MW: What sorts of things do you help your clients overcome?
TC: To cover a few: effective communication – learning how to deliver your message so that people are willing to accept it; maintaining focus – learning how to keep your focus on what you want, when you want it; self-talk – understanding how the things you say to yourself influence what you see, the energy you bring to a situation, and your overall performance; stress management – learning how to manage your own and other people’s stress in high stress situations; goal setting – creating a plan and then creating a map of how to get there; dealing with set-backs and failure; and learning how to maintain confidence in the face of failure.
MW: What’s a common theme amongst your clients? Does that differ with age?

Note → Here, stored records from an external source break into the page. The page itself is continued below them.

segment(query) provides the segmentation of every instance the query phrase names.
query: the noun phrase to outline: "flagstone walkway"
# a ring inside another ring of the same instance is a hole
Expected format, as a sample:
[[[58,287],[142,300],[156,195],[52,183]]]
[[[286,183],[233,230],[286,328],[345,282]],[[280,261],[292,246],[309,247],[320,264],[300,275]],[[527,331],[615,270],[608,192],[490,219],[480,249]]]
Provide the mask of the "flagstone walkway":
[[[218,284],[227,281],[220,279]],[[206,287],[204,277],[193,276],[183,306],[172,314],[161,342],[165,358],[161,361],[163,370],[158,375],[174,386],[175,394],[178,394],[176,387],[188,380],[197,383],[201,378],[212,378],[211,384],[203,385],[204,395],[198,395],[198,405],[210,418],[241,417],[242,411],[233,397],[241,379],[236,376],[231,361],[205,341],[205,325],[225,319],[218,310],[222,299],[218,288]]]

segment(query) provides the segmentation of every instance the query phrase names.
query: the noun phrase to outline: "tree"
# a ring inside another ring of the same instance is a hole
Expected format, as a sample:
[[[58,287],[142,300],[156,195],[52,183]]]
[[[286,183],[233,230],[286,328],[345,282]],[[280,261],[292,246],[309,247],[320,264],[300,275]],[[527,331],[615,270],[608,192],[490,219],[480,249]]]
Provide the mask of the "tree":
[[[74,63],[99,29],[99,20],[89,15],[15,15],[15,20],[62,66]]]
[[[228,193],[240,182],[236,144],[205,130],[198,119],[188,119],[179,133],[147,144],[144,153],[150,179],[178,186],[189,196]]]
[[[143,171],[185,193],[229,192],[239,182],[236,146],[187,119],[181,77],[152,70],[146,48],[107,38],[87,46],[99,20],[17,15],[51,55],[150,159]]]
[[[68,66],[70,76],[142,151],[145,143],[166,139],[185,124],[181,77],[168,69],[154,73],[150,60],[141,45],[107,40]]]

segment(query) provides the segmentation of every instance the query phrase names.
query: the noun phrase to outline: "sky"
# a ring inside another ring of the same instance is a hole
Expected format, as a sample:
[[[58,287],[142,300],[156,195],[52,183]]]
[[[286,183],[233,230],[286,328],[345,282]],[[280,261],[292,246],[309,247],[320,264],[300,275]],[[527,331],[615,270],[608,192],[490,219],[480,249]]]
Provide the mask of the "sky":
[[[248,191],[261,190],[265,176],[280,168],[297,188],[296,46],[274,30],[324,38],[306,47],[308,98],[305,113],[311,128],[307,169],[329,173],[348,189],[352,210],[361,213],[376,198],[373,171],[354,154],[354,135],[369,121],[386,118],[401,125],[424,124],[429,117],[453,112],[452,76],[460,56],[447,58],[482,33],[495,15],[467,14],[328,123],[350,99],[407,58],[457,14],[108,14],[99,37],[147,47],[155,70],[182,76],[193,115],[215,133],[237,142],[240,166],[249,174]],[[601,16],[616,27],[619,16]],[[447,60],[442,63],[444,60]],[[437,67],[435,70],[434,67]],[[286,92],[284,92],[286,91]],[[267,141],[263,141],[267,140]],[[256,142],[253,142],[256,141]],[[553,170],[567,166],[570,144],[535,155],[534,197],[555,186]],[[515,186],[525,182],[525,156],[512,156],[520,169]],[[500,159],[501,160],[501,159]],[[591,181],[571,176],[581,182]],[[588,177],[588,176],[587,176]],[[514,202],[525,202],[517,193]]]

TC: Often the stress, lack of confidence, and anxiety expressed by clients can be linked to trying to control things that are outside of their control. So, a common focus is learning how to identify the controllable and developing strategies to let go of the uncontrollable.
MW: How is COVID affecting your clients?
TC: There is a great sense of loss and grieving… Much like the injured athlete who grieves the loss of their season and dreams that were suddenly ripped away from them, COVID has had a similar effect… In the beginning, many were still in shock or avoidance, saying things like, “This isn’t happening, they won’t really cancel.” Now I am beginning to see some clients moving through the grieving process, from anger to depression, and some are working through learning how to accept this new reality. I believe that how we respond to a situation is something that can be learned. The reason I pursued this line of work was to teach others coping skills to manage the many curve balls thrown our way.

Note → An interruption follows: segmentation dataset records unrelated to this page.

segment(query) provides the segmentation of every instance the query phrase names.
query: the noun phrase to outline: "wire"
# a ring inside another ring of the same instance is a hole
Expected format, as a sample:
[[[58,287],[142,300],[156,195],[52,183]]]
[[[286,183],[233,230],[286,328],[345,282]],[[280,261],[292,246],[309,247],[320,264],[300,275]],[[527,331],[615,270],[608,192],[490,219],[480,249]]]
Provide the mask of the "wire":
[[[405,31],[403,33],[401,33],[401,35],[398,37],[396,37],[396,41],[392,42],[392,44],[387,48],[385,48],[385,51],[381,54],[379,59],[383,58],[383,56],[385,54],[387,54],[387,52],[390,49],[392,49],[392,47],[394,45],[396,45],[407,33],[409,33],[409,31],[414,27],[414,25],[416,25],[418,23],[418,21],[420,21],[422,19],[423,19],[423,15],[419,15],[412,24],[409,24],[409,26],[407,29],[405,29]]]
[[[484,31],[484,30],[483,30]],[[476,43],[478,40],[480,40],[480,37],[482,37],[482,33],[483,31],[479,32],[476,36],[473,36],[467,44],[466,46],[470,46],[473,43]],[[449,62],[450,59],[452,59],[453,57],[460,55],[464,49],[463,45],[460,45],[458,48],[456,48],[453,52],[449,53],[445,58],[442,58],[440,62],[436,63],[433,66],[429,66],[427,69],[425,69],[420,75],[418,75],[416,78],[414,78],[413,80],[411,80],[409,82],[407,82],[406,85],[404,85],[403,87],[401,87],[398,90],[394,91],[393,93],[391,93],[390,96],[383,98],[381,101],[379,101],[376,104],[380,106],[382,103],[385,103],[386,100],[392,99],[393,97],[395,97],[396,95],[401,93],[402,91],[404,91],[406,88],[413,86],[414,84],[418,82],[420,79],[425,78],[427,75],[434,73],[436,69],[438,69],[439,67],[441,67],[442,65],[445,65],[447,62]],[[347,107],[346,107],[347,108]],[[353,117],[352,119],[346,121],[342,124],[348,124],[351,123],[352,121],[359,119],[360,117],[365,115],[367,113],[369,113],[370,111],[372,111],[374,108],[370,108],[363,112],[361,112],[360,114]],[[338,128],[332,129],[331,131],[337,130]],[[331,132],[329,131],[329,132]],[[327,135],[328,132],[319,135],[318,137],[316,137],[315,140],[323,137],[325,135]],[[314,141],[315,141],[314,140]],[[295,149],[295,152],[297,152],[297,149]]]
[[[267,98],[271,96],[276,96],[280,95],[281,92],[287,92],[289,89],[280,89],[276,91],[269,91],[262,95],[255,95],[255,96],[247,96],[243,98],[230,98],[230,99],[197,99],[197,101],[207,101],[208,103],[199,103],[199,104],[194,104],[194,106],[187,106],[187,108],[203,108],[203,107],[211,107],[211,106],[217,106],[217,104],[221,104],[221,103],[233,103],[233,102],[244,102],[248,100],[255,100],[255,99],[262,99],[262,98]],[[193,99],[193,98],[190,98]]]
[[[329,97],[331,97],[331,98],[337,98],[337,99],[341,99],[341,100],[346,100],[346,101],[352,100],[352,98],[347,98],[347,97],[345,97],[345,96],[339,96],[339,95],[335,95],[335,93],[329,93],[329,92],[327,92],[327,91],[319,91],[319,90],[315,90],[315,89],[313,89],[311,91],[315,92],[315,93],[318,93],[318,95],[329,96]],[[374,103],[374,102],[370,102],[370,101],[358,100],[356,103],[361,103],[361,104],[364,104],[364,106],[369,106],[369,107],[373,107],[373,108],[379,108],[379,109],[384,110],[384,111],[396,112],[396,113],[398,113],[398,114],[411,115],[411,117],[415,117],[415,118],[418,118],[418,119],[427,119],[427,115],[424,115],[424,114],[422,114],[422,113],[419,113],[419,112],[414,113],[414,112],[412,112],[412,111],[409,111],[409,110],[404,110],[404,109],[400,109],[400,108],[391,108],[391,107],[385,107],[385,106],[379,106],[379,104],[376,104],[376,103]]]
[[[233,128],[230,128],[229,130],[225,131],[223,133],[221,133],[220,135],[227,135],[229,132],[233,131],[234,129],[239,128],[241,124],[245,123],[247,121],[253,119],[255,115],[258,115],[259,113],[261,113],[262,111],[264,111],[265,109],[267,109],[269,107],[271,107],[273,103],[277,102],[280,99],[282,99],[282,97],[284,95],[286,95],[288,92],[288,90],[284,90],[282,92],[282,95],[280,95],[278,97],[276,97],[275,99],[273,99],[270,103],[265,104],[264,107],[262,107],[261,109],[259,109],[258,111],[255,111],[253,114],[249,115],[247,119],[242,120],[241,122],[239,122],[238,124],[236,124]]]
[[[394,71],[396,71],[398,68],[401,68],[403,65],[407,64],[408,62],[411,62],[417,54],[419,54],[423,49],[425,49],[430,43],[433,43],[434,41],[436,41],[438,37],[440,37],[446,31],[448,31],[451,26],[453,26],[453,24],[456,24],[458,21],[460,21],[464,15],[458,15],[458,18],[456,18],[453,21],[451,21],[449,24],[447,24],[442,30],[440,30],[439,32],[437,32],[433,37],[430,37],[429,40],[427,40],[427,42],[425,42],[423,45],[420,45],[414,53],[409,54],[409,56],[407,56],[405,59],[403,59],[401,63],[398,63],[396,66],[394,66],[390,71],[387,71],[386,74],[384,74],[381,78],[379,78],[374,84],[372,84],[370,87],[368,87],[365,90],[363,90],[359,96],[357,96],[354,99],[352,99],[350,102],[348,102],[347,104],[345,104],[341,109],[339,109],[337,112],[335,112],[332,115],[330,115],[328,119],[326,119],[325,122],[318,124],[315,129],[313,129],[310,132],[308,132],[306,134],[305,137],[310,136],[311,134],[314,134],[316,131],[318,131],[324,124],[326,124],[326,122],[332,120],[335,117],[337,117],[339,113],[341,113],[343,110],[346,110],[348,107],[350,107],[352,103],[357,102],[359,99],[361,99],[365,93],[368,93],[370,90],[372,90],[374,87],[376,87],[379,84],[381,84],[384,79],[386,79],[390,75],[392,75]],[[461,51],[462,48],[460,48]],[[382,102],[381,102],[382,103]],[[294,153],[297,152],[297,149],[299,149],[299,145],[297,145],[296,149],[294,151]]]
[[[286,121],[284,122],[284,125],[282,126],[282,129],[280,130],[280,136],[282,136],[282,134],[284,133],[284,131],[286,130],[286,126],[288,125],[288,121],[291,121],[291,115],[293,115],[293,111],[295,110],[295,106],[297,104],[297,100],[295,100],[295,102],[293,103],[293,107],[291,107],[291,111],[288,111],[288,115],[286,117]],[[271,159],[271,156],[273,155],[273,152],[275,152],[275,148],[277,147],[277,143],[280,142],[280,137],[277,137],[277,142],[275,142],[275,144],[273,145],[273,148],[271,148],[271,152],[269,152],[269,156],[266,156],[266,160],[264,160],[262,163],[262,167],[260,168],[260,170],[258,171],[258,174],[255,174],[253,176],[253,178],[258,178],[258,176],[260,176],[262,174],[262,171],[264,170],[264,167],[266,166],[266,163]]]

MW: Do you have any advice for those who are feeling the negative effects of social isolation. How do we cope with not being able to be around friends and family?
TC: We must learn to adapt. Many clients have expressed feelings of loneliness because of not being able to connect the way they always have. But, if my 96-year-old grandmother can learn how to FaceTime, we can all get creative with how we connect.
Tracy has shared some ideas for dealing with isolation and loneliness.
- Find healthy sources of comfort. Listen to music, focus on your pet, read a good book, spend time in nature, or learn how to cook a new recipe.
- Stay Active. The type of activity isn’t what matters; there is a sense of comfort gained from action, rather than being a deer frozen in the headlights.
- Often what keeps us stagnant are our current expectations, comparison to others or our past selves, so start small. Do something that interests you. This is a great time in life to try something new.